Сохранились три краткие автобиографии Лазаренко, написанные в разное время, и во всех трех он неизменно указывает: "...отдан был на восемь лет в бесплатную выучку директору бродячего цирка Котликову. Начал выступать уже через несколько месяцев после поступления... Как всякий ученик, я вставал на рассвете, чистил картошку, ходил на рынок за продуктами, жил впроголодь. Но меня учили и цирковому искусству. Обучение было универсальным: акробатика, гимнастика, игра на музыкальных инструментах, учили также вольтижировать на лошади".

Итак, попробуем проследить жизнь Лазаренко в годы циркового ученичества. Но сперва несколько слов о самом цирке братьев Котликовых. Это было не слишком преуспевающее, типично семейное дело. Артисты со стороны приглашались лишь в исключительных случаях. Каждый член семьи исполнял по нескольку номеров, а чтобы у публики создавалась видимость большого состава труппы, в афишу ставили псевдонимы.

Так Лука Котликов, брат главы заведения, стал Лукашенко, а его племянница Мария, выступавшая в амплуа "женщина-атлет",— Яновой (псевдоним образовался из окончания фамилии ее мужа — Лукьянов).
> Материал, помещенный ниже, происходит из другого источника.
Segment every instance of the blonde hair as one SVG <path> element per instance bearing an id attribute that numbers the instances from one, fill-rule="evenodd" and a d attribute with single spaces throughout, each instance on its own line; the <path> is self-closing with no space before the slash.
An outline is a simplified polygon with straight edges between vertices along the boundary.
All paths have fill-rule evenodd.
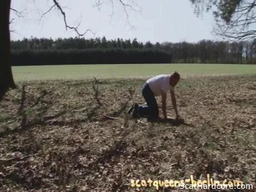
<path id="1" fill-rule="evenodd" d="M 172 72 L 171 74 L 171 76 L 172 77 L 172 76 L 175 78 L 178 78 L 179 79 L 180 79 L 180 74 L 176 71 Z"/>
Сыновей хозяина, старшего Андрея и младшего Григория, по цирковой традиции величали Андро и Григорасом; позднее и Виталия будут именовать в афишах Виталиусом, а другого ученика, Васю Иванова,— Васильямсом.

Максим Иванович и Лука Иванович Котликовы, сами некогда прошедшие суровую школу ученичества, по той же методике воспитывали и своих детей и учеников. Программа цирка братьев Котликовых была довольно разнообразной. Блистала в ней красавица Каролина. Грациозная и неизменно одухотворенная, она великолепно танцевала, музицировала на различных инструментах в дуэте со своим мужем Андро, эксцентриком и клоуном-буфф, а вместе с деверем Григорасом балансировала на тугонатянутой проволоке. Но коронным ее номером было наездничество. В белой черкеске с красным башлыком она носилась по кругу манежа самым быстрым карьером, проделывая на бешеном скаку отчаянно смелую джигитовку.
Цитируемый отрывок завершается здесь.